Sign-Magnitude Encoding for Efficient VLSI Realization of Decimal Multiplication

Abstract

Decimal $X\times Y$ multiplication is a complex operation, where intermediate partial products (IPPs) are commonly selected from a set of precomputed radix- $10~X$ multiples. Some works require only $[{ 0, 5 }]\times X$ via recoding digits of $Y$ to one-hot representation of signed digits in $ [-5, 5]$ . This reduces the selection logic at the cost of one extra IPP. Two’s complement signed-digit (TCSD) encoding is often used to represent IPPs, where dynamic negation (via one xor per bit of $X$ multiples) is required for the recoded digits of $Y$ in $[-5, -1]$ . In this paper, despite generation of 17 IPPs, for 16-digit operands, we manage to start the partial product reduction (PPR) with 16 IPPs that enhance the VLSI regularity.
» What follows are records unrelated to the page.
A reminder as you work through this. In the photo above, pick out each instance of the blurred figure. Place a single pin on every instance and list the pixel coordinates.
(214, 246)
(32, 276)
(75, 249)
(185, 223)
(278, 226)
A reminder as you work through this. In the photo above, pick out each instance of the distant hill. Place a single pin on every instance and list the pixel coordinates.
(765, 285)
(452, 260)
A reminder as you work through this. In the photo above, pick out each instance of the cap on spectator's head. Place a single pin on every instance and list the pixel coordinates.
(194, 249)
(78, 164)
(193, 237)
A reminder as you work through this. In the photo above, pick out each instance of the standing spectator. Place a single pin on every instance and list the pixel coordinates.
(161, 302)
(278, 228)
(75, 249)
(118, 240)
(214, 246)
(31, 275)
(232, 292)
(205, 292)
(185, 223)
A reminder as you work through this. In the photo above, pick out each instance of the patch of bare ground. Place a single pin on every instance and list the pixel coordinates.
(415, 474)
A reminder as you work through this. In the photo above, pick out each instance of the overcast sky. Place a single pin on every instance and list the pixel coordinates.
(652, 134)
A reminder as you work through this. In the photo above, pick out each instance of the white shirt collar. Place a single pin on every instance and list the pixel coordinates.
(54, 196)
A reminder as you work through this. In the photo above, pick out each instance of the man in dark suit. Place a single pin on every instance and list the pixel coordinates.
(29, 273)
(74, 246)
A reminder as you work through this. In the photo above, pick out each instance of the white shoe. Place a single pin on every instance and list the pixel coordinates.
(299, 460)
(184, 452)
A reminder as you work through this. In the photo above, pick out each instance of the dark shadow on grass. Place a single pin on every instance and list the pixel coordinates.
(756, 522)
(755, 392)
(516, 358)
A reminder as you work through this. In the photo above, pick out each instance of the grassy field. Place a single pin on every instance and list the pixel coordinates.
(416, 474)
Moreover, we save 75% of negating xors via representing precomputed multiples by sign-magnitude signed-digit (SMSD) encoding. For the first-level PPR, we devise an efficient adder, with two SMSD input numbers, whose sum is represented with TCSD encoding. Thereafter, multilevel TCSD 2:1 reduction leads to two TCSD accumulated partial products, which collectively undergo a special early initiated conversion scheme to get at the final binary-coded decimal product. As such, a VLSI implementation of $16\times 16$ -digit parallel decimal multiplier is synthesized, where evaluations show some performance improvement over previous relevant designs.